Gerçek portakallarla nefis portakal şurubu yapardı annem... Hani kapağı plastikten, cam ayran şişeleri olur ya... Öyle şişelere doldurur güneşte fermante olması için açık alanda bekletirdi. Gidip gelip seyrederdim. Olsun, bir an önce içelim...

Bu şurup yoğun bir konsantre idi...
Derin çukur kabın içine 3-4 kaşık bu konsantreden, üstüne bolca soğuk su.... yakıcı yaz sıcaklarında insanın içini serinleten, ferahlatan nefis bir tat...

Bir de ev yapımı reçellerin kıvamlı suları ile aynı yöntemle yapılmış şuruplar içerdik... O vakitler "bir manimizin olup olmadığını sormadan çat kapı gelen misafirler" de vardı... Evin genç ve güzel kızlarına (ablalarıma) görücü gelen kadınlar da... Bu şuruplar uzun cam bardaklara dökülür, içlerine birer buz parçası konulur... dantel örtülü tepsilerde konuklara ikram edilirdi.
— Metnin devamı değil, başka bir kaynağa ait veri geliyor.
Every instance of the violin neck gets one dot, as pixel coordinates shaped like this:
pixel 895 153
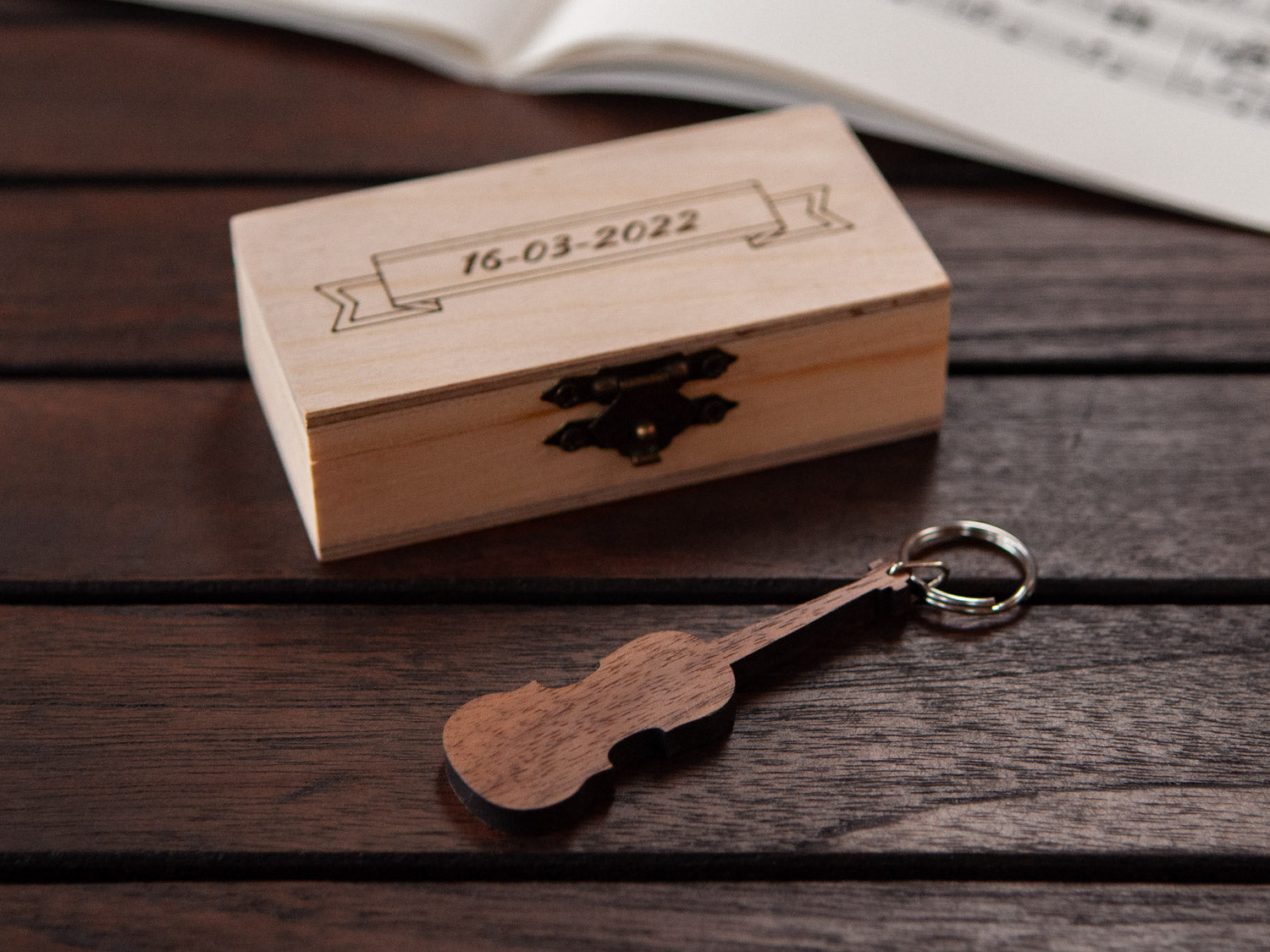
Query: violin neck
pixel 747 641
Evin kızı tepsi elinde bir kenarda bekler, boşalan bardağı içenin elinde bekletmemek için seri bir hamle ile yetişir, boş tepsiyi uzatarak karşı tarafın bırakmasına olanak sağlardı. İçen "ziyade olsun" deyince, bardağı alan "afiyet olsun"la karşılardı bu sözü.

Bu reçel suyundan uyarlanan meyve suları içinde, ben en çok çilek reçeli suyu ile yapılan şurubu severdim.
Annemin çilek reçelinin ta kendisini de...

Son gittiğimde babam iki kilo çilek almış... Sitenin karşısındaki markete kağnı hızında gidip kağnı hızında gelen ve ağır şeyleri taşımaya gücü olmayan babam... kalkmış bu tempoda iki kilo çilek almış... Ki o bunu hep yapıyormuş... asla azcık ve gıdım gıdım almıyormuş hiç bir sebzeyi ve meyveyi...

Ablam yenilebilecek kadarını yıkadı... Ertesi öğle ablam yola çıkacak, akşamına ben... Çilek dayanıksız meyve... kalanı çürüyecek belli ki... O gece kalanları şekerde bekletip sabah erkenden reçel yaptım... Orta boy kavanoz ağzına dek doldu... Buzdolabına yerleştirdim...

Geçen gün öğrendim ki, kavanozu kullandıktan sonra dolaba yerleştirmek isteyen babam, elinden kaydırmış, duvarlar, yerler, halı, dolap.... pembe pembe, yapış yapış... Dursun ve Tekşen ablam temizlemişler elbet...

Hatırlıyorum da... 80 li yılların başında alt kattaki mutfağı üst kata taşırken koca buzdolabını  beline kalın iple bağlayıp sırtına yüklenerek çıkarmıştı merdivenlerden babam... iri yarı, güçlü kuvvetli adam...

Mahsereden (zeytinyağ fabrikası)  gelen dolu koca yağ bidonlarını tek tek taşıyıp arka bahçemize istifliyordu...

Zeytinliğinden söküp getirdiği kurumuş koca ağaç bedenlerini  balta ile tek tek parçalıyor, bana mısın demiyordu...
Şu çilekli-muzlu smoothie nin hatırlattıklarına da bakın!...



4 yorum:

  1. evet yine güzel bir yazı, düşündürdü...

    YanıtlaSil
  2. Ne güzel bir yazı olmuş Ruşyena içim bir hoş oldu.Babamı kaybedeli 27 yıl oldu.Annemse 75 yaşında, gençliğinde her zoru halleden neredeyse elinden gelmeyen bir şey olmayan annem artık pek çok şeyi yapmakta zorlanıyor.Yinede büyüklerimizi allah başımızdan eksik etmesin, sağlıklı sıhhatli uzun ömürler nasip etsin rabbim.

    YanıtlaSil
    Yanıtlar
    1. Allah rahmet eylesin babanızı... Ben de annemi 2,5 ay önce kaybettim... 80 yaşına yakındı... babam ise 87 yaşında... yalnız kaldı... her ikisi de uzun yıllar sağlıklı, dinç insanlardı ama ileri yaşlılık o gücü bir anda alıp götürüyor. Allah benim babama da sizin annenize de sağlıklı, huzurlu bir yaşlılık nasip etsin, ömürleri daha da uzun olsun!